Well you have the right mind set to consider a fixed rate.
-peace of mind
-Even if I miss .5% or a little more I get the comfort of locking in at reasonably low rates.

Regards
Michael
 
It wouldn't bother me if rates were much higher in terms of serviceability; I just don't want to miss out on good rates trying to greedily get great rates if I may get high rates in the near future by not fixing now/soon :p
 
It's important to keep in mind now what's going to happen when rates actually start going up. Will the banks pass on the rate rises in full or will they add more onto it?

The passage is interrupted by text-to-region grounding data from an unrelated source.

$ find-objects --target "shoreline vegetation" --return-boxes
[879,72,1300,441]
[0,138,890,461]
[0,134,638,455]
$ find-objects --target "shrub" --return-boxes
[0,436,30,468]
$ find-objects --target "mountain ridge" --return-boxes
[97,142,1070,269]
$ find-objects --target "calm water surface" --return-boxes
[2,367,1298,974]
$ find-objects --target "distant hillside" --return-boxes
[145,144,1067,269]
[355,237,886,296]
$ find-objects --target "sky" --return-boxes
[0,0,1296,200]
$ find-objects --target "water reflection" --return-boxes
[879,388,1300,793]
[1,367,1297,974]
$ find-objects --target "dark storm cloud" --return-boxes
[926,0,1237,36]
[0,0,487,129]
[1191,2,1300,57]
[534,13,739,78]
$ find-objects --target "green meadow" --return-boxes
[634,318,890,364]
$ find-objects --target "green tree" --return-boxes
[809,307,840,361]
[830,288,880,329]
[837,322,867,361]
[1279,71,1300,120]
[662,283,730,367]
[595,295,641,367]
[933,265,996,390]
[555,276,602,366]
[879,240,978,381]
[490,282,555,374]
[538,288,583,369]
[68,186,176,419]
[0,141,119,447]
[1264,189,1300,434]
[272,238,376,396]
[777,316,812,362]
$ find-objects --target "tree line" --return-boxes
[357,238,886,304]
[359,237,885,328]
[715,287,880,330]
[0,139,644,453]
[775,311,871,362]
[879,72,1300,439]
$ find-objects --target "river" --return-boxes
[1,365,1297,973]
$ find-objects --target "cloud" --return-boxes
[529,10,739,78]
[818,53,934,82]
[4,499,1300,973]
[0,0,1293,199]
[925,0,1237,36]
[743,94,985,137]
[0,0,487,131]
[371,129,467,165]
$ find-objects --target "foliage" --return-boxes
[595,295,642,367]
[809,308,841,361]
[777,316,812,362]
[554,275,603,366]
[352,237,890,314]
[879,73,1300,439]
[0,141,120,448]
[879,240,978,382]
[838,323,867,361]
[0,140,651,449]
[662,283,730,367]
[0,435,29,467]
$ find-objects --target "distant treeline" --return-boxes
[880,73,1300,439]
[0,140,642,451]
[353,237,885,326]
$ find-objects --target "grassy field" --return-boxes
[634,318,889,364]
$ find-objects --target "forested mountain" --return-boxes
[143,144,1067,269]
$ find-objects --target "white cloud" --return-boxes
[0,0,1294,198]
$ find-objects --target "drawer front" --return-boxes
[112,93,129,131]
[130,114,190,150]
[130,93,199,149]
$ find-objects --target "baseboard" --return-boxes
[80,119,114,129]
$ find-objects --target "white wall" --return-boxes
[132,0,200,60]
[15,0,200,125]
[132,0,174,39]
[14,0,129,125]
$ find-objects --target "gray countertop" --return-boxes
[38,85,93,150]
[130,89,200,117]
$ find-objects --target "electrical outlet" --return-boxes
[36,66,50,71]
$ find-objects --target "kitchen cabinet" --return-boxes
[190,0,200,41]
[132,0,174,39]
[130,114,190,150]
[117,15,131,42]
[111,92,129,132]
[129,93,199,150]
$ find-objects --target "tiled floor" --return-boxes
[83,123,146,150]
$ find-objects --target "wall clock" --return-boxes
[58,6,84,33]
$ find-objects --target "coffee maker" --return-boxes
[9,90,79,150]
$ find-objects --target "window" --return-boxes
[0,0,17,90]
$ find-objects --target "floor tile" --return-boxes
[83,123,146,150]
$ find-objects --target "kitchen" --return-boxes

It might be time to start seriously considering getting some commercial bank bill funding for residential securities. If you can secure a good margin then it may help you keep in front during a rising interest rate environment.
 
It might be time to start seriously considering getting some commercial bank bill funding for residential securities. If you can secure a good margin then it may help you keep in front during a rising interest rate environment.

What the???? like seriously...your suggesting a 90 days bill rate for res??:eek:

1. The bank will ask WTH?
2. App fee ( yes negotiable )
3. You be entering a whole new market where the rate can change quite a bit- and it changes not just based on Aus economy but europ, US etc...
4. Not to mentioned the facility fee or "bank's margin" on this bill will not be that pretty...
5. harder to refinance out back to standard resi (same process, but not acceptable by a few banks- ie credit unions)

If you dont have a good understanding of interest rate markets, interest rate exposure, hedging, cash-flow requirements and only have a average assets to liabilities ratio; then Bank bill may NOT be suitable for you.
and even if you do have the above knowledge it may not be suitable for resi deals...

A Bank bill should only be used where you have a genuine commercial need to manage interest rate risk. ;)

Current bank bill is ~ 5.00-6.5% --- why not jsut fix it at standard resi 5.85% 3 years.....save the hassle- stick with resi lenders if your buying a resi property.

Regards
Michael
 
Most ppl buying commercial would ask for a resi rate/deal...

Only rarely do we get ask for a commercial type loan for a resi property ( unless it;'s construction, serviceability issues, isues with Val, Property type, income problems, type of set up, company etc...) BUT not to "manage" interest rate.


Standard resi deal = Resi fix it, if anything...

Regards
Michael
 
It's important to keep in mind now what's going to happen when rates actually start going up. Will the banks pass on the rate rises in full or will they add more onto it?

It might be time to start seriously considering getting some commercial bank bill funding for residential securities. If you can secure a good margin then it may help you keep in front during a rising interest rate environment.

didnt work so good for RHG (old old rams), Macq and a bunch of others................borrowing short and lending long has liquidity issues. If you dont need the cash then its likely a good outcome

ta

rolf
 
Wasn't there some resi loans back in the 80s or early 90s that were linked to bank bills?

I vaguely recall something about them being a disaster for many people as they had no comprehension of the risk associated with the product or what mitigants were available.

Comments from anyone who'd at least finished high school back then? :)
 
didnt work so good for RHG (old old rams), Macq and a bunch of others................borrowing short and lending long has liquidity issues. If you dont need the cash then its likely a good outcome

ta

rolf

OK for resi construction + unique short term lend- but another then that- blah i hate it with a passion unless it's for comm use.

Regards
Michael
 
OK for resi construction + unique short term lend- but another then that- blah i hate it with a passion unless it's for comm use.

Regards
Michael

I think you got some good points there Michael. But it is food for thought. I used comm bank bills for 2 of my residential properties pre-GFC at 1% margin. Now still paying 5% p.a :)

But my loans were quite substantial so I got the best margin. These days it's hard to get a good margin over BBSW because of the GFC etc. But I don't think we can totally discount it for resi loans.